The full tree structure#

graph TD
    R[Root Hash]
    B1[Bucket 1 ✓]
    B2[Bucket 2 ✓]
    B3[Bucket 3 ✗]
    B4[Bucket 4 ✓]
    B31[3.1 ✓]
    B32[3.2 ✗]
    B33[3.3 ✓]
    B34[3.4 ✓]
    B321[3.2.1 ✓]
    B322[3.2.2 ✗]
    B323[3.2.3 ✓]
    B324[3.2.4 ✓]

    R --> B1
    R --> B2
    R --> B3
    R --> B4
    B3 --> B31
    B3 --> B32
    B3 --> B33
    B3 --> B34
    B32 --> B321
    B32 --> B322
    B32 --> B323
    B32 --> B324

Each node is a hash of its children. The root hash is a hash of all four top-level bucket hashes. If the root hash matches between two replicas — the entire dataset is identical.

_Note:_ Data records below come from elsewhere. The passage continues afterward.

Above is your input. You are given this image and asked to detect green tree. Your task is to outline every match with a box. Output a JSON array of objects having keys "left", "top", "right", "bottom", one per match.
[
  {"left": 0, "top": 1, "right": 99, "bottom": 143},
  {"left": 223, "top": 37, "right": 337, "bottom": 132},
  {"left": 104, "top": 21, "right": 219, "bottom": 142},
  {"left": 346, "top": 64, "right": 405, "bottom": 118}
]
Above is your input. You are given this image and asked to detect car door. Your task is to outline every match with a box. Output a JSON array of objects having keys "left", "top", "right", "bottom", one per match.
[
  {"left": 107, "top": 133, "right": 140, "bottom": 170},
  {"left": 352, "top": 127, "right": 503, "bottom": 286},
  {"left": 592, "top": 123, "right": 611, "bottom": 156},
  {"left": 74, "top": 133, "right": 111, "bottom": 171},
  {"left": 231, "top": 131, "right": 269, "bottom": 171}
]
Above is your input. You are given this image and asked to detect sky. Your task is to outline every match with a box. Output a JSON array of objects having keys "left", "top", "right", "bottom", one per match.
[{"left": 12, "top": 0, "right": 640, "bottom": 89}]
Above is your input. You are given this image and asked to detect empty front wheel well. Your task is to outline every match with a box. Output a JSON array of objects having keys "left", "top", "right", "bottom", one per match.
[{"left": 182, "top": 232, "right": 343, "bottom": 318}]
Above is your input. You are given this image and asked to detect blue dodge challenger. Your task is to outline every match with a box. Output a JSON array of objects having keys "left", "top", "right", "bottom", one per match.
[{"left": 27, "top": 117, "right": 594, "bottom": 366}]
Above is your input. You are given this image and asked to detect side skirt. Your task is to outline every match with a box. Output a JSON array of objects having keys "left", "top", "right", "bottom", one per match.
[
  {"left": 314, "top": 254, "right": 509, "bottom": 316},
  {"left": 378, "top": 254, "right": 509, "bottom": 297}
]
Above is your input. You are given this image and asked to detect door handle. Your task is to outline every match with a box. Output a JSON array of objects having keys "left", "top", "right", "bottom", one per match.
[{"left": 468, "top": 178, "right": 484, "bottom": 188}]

If it differs — you drill down level by level to find exactly where.


How efficient is this?#

Starting from 1 billion rows, splitting into 4 buckets at each level:

Level 1:  1,000,000,000 rows  → 4 hash comparisons
Level 2:    250,000,000 rows  → 4 hash comparisons
Level 3:     62,500,000 rows  → 4 hash comparisons
Level 4:     15,625,000 rows  → 4 hash comparisons
Level 5:      3,906,250 rows  → 4 hash comparisons
Level 6:        976,562 rows  → 4 hash comparisons
Level 7:        244,140 rows  → 4 hash comparisons
Level 8:         61,035 rows  → 4 hash comparisons
Level 9:         15,258 rows  → 4 hash comparisons
Level 10:         3,814 rows  → sync directly ✓

40 hash comparisons to locate the differing rows out of 1 billion. You only transfer actual row data for the final small bucket — everything else is tiny hash exchanges.

Compare that to the naive approach of sending all 1 billion rows over the network.